Create an incremental pipeline with Pipeline Builder

In this tutorial, we will use Pipeline Builder to create a simple incremental pipeline with an output of a single dataset.

The datasets used below are hypothetical examples to illustrate how incremental computation would be applicable.

Part 1: Problem statement

Suppose we have an input dataset of flights that appends new data every week. We want to filter down to only the flights departing JFK airport, then append only those flights to the output filtered_flights.

Let’s say that the flights dataset is 20 million rows, but only 1 million rows are added each week. With incremental computation, the pipeline only needs to consider the latest unprocessed transactions in flights instead of all rows as in snapshot computation.
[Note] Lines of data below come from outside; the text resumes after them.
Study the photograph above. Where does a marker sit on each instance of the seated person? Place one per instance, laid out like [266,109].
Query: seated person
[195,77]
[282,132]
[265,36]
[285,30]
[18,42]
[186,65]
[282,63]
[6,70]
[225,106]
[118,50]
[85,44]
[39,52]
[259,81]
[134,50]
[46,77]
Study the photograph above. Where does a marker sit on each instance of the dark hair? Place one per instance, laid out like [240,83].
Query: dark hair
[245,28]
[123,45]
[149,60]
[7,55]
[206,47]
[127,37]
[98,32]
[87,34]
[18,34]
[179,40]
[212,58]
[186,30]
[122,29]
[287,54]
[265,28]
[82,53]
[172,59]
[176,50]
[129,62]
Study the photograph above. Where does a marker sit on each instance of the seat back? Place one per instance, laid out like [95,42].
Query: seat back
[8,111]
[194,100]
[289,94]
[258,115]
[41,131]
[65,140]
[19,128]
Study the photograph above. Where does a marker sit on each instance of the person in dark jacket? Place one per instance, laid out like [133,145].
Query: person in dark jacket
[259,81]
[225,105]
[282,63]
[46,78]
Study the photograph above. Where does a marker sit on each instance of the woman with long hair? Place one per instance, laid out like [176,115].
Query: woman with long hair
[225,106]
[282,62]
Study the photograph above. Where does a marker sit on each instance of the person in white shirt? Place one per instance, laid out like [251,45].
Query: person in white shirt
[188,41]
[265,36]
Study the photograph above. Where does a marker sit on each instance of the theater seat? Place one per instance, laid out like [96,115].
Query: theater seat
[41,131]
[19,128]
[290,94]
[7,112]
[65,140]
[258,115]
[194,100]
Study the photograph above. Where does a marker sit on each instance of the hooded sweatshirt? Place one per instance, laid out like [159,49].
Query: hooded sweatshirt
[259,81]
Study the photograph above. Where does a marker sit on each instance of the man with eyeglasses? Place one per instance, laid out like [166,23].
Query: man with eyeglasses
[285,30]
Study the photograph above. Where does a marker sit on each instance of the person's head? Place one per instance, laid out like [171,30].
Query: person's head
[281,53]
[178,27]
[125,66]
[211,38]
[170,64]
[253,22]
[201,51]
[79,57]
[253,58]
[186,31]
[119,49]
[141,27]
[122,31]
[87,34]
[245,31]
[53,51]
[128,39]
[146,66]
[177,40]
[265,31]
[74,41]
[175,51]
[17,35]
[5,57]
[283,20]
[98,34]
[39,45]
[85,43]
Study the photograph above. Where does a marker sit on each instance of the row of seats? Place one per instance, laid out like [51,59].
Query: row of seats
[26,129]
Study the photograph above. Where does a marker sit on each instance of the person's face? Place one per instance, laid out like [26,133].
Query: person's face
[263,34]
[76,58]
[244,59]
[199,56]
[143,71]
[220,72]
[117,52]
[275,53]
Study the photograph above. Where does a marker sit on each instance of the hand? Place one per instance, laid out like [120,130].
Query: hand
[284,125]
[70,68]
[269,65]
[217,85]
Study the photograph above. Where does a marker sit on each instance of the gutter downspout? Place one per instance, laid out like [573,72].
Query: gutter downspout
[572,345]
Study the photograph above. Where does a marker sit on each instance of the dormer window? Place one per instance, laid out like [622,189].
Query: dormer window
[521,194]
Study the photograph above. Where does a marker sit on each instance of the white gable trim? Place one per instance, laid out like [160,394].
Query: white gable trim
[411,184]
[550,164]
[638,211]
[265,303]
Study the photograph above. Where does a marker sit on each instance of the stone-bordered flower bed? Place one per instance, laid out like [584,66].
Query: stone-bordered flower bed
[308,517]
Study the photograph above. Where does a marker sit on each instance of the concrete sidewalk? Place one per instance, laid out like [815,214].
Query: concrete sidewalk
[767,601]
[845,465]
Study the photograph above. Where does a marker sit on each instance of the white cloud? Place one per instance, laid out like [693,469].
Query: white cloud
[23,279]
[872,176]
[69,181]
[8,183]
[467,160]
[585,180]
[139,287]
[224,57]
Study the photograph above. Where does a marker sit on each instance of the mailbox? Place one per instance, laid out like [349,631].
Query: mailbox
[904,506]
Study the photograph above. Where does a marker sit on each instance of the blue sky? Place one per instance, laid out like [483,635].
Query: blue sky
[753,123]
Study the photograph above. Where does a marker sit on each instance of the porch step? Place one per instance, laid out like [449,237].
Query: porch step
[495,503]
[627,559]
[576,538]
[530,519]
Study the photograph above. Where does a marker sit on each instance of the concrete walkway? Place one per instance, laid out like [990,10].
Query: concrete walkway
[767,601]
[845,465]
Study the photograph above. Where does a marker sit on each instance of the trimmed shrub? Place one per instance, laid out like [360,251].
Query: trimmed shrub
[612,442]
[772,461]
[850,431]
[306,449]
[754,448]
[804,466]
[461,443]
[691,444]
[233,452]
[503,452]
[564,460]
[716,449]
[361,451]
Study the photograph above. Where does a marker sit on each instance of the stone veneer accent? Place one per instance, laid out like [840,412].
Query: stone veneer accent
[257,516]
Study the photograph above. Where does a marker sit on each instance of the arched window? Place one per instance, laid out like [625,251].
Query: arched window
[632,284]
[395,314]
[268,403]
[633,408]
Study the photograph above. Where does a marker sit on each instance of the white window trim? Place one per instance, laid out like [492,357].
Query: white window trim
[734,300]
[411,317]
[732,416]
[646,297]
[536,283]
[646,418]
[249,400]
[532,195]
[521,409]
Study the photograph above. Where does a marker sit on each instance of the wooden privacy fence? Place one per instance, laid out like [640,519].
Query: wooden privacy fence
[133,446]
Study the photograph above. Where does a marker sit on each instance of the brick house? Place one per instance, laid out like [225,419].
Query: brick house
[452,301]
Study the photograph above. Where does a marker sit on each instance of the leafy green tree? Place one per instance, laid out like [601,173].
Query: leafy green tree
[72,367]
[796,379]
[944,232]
If a pipeline runs regularly, incremental processing can significantly reduce the data scale of each run, saving time and resources.

Now, let’s walk through how to set up an incremental pipeline.
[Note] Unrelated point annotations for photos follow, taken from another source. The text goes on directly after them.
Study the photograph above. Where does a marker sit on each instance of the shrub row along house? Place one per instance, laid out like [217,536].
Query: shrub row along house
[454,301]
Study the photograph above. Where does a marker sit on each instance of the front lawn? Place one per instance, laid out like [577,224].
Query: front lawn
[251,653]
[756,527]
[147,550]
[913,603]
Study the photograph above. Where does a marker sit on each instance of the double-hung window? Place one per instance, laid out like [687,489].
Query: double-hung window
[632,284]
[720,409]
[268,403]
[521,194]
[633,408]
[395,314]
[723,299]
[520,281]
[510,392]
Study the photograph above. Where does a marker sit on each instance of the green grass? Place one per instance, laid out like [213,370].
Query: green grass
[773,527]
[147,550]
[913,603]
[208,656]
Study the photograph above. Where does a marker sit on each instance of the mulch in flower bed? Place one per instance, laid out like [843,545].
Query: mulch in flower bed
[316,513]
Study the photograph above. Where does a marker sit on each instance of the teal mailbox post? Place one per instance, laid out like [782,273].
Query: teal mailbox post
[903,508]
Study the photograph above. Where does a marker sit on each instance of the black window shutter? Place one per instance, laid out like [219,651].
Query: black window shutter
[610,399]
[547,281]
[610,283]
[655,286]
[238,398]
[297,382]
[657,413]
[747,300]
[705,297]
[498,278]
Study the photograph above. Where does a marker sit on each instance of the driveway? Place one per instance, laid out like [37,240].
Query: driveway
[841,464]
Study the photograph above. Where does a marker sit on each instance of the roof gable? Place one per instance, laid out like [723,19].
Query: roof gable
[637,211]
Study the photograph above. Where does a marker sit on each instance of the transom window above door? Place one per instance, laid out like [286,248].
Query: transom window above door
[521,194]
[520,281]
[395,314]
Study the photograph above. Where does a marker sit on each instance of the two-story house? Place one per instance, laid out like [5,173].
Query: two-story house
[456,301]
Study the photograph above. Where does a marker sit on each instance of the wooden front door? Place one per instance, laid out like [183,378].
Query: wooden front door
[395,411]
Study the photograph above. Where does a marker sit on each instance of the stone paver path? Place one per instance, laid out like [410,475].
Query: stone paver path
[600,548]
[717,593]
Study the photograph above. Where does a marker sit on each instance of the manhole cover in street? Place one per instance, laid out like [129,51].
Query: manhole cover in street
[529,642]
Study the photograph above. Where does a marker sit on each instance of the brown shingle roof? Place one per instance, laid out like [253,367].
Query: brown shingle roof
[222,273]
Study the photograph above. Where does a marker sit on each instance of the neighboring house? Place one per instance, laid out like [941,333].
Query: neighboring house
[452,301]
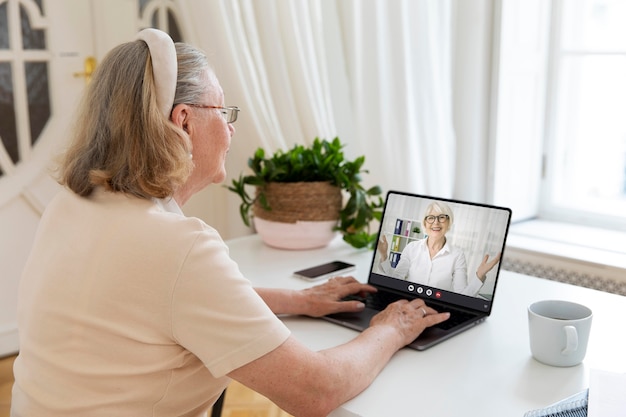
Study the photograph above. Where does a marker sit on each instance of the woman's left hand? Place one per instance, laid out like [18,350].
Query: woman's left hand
[486,266]
[327,298]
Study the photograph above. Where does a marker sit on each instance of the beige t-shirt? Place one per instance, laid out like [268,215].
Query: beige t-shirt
[127,309]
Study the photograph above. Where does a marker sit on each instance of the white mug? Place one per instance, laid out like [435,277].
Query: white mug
[559,331]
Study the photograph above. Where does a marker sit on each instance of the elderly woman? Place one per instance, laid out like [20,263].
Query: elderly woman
[434,261]
[129,308]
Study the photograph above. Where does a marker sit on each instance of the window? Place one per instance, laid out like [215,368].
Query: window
[585,155]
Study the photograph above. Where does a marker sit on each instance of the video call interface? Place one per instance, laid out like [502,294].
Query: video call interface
[475,230]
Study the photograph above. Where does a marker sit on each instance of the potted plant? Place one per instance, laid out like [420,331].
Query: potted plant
[307,177]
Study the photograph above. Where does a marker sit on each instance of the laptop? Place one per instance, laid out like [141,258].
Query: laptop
[405,269]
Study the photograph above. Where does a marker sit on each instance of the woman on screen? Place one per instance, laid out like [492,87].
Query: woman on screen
[434,261]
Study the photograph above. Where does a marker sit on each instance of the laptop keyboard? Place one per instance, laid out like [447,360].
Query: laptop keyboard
[380,299]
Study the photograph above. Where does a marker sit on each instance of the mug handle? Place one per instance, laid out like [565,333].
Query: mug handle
[571,340]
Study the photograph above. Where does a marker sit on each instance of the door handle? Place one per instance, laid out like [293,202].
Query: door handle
[90,66]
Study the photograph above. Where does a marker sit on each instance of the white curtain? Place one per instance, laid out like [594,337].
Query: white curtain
[376,73]
[393,59]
Part 2: Validate incremental requirements

A pipeline will only run with incremental computation if all the considerations in this section are satisfied. For example, your input must update through APPEND or UPDATE transactions that do not modify existing files. Otherwise, marking your input as incremental will have no effect.

First, check that all incremental constraints are satisfied:

  • The input flights is updating through APPEND transactions or UPDATE transactions that do not modify existing files.
  • The logic for computing filtered_flights from flights does not require changing any previously written data in filtered_flights during later builds.
    • If you wish to change your pipeline logic (for example, to also include flights departing LGA airport), you can update the pipeline. If you want to apply that logic to previously-processed flights, you may want to replay your pipeline.
  • If the pipeline includes window functions, aggregations, or pivots, ensure that these are meant to operate on the current transaction only.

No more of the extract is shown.